Book Synopsis Good As You by : Paul Flynn

Download or read book Good As You written by Paul Flynn and published by Random House. This book was released on 2017-04-27 with total page 364 pages. Available in PDF, EPUB and Kindle. Book excerpt: ‘One of the most important books about gay culture in recent times’ The Quietus Long-listed for the Polari First Book Prize In 1984 the pulsing electronics and soft vocals of Smalltown Boy would become an anthem uniting gay men. A month later, an aggressive virus, HIV, would be identified and a climate of panic and fear would spread across the nation, marginalising an already ostracised community. Yet, out of this terror would come tenderness and 30 years later, the long road to gay equality would climax with the passing of same sex marriage.

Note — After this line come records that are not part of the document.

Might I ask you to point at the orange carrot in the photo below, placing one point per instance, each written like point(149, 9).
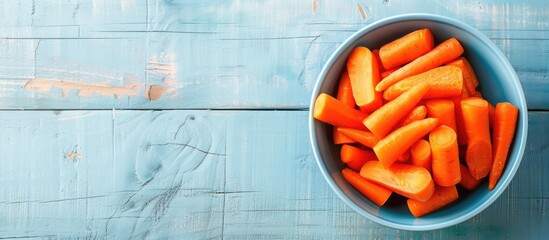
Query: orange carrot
point(505, 120)
point(407, 180)
point(441, 54)
point(355, 157)
point(364, 75)
point(400, 140)
point(445, 155)
point(330, 110)
point(370, 190)
point(421, 154)
point(470, 81)
point(467, 180)
point(418, 113)
point(381, 121)
point(443, 110)
point(363, 137)
point(479, 147)
point(407, 48)
point(442, 196)
point(444, 82)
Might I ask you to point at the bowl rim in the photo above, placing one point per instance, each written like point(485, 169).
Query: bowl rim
point(523, 119)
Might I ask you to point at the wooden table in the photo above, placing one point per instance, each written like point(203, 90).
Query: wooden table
point(188, 119)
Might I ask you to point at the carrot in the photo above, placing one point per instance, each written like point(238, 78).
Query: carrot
point(445, 155)
point(421, 154)
point(442, 196)
point(355, 157)
point(381, 121)
point(407, 48)
point(364, 74)
point(363, 137)
point(418, 113)
point(330, 110)
point(467, 180)
point(443, 110)
point(404, 179)
point(400, 140)
point(505, 119)
point(444, 82)
point(479, 147)
point(370, 190)
point(441, 54)
point(470, 81)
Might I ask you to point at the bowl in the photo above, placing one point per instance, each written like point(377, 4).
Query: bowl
point(498, 83)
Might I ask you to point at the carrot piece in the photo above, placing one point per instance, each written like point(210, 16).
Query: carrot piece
point(407, 48)
point(445, 155)
point(363, 137)
point(479, 147)
point(382, 121)
point(400, 140)
point(467, 180)
point(441, 54)
point(330, 110)
point(444, 82)
point(370, 190)
point(442, 196)
point(505, 119)
point(364, 75)
point(443, 110)
point(407, 180)
point(470, 81)
point(355, 157)
point(418, 113)
point(421, 154)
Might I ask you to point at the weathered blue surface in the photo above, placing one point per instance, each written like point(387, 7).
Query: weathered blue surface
point(68, 170)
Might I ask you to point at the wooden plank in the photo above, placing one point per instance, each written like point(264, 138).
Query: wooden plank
point(205, 54)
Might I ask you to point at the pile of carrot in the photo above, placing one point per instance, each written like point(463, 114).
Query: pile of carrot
point(401, 115)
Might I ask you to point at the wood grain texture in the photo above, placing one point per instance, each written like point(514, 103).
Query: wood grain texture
point(206, 54)
point(209, 174)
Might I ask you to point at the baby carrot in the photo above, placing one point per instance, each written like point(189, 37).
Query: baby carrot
point(400, 140)
point(444, 82)
point(407, 48)
point(441, 54)
point(441, 197)
point(505, 119)
point(364, 75)
point(370, 190)
point(330, 110)
point(445, 155)
point(382, 121)
point(404, 179)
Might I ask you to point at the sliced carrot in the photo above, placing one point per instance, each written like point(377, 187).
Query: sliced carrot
point(445, 155)
point(355, 157)
point(441, 54)
point(467, 180)
point(407, 48)
point(470, 81)
point(479, 147)
point(330, 110)
point(364, 74)
point(407, 180)
point(443, 110)
point(444, 82)
point(365, 138)
point(370, 190)
point(400, 140)
point(421, 154)
point(382, 121)
point(442, 196)
point(505, 120)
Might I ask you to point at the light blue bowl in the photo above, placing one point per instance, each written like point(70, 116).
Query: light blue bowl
point(498, 82)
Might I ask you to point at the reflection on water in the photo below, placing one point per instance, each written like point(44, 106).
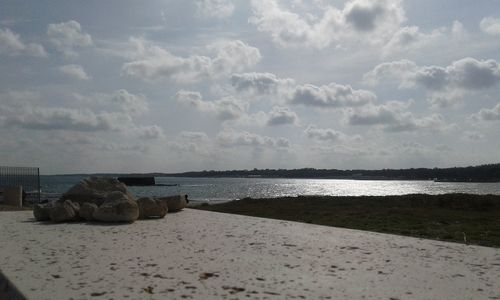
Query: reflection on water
point(211, 189)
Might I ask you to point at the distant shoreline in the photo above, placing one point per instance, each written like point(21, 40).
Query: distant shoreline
point(462, 218)
point(482, 173)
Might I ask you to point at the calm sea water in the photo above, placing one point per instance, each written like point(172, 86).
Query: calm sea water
point(223, 189)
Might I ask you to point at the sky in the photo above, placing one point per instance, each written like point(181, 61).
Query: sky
point(189, 85)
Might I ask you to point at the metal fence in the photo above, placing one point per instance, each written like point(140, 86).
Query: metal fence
point(28, 178)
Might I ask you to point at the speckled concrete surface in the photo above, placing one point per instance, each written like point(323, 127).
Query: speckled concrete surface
point(205, 255)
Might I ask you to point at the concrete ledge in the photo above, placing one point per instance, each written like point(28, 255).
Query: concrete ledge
point(205, 255)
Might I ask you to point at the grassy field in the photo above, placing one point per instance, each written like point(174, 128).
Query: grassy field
point(4, 207)
point(463, 218)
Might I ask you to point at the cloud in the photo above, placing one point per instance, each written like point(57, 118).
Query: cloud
point(467, 73)
point(487, 114)
point(472, 136)
point(368, 16)
point(67, 37)
point(401, 70)
point(11, 44)
point(333, 95)
point(128, 102)
point(393, 116)
point(490, 26)
point(359, 19)
point(410, 38)
point(227, 108)
point(282, 116)
point(74, 71)
point(155, 63)
point(150, 132)
point(232, 138)
point(260, 83)
point(215, 8)
point(328, 134)
point(123, 100)
point(58, 118)
point(330, 96)
point(192, 142)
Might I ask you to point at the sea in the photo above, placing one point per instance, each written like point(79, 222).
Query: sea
point(226, 189)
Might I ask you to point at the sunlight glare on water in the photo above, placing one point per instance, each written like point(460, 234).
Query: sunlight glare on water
point(217, 189)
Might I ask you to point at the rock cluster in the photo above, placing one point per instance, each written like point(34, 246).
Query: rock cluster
point(106, 200)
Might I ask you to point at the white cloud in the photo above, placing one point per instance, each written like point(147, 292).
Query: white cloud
point(490, 26)
point(67, 37)
point(155, 63)
point(282, 116)
point(328, 135)
point(394, 116)
point(330, 96)
point(123, 100)
point(447, 85)
point(150, 132)
point(232, 138)
point(333, 95)
point(467, 73)
point(260, 83)
point(215, 8)
point(401, 70)
point(135, 104)
point(362, 20)
point(411, 38)
point(227, 108)
point(74, 71)
point(472, 135)
point(11, 44)
point(58, 118)
point(487, 114)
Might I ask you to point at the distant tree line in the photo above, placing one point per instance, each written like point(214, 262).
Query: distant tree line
point(489, 172)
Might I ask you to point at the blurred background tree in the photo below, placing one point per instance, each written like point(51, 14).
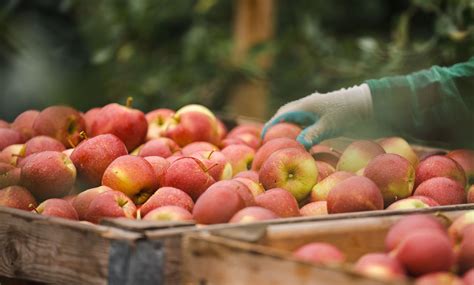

Paul Flynn charts this astonishing pop cultural and societal U-turn via the cultural milestones that effected change—from Manchester’s self-selection as Britain’s gay capital to the real-time romance of Elton John and David Furnish’s eventual marriage. Including candid interviews from major protagonists, such as Kylie, Russell T Davies, Will Young, Holly Johnson and Lord Chris Smith, as well as the relative unknowns crucial to the gay community, we see how an unlikely group of bedfellows fought for equality both front of stage and in the wings. This is the story of Britain’s brothers, cousins and sons. Sometimes it is the story of their fathers and husbands. It is one of public outrage and personal loss, the (not always legal) highs and the desperate lows, and the final collective victory as gay men were final recognised, as Good As You.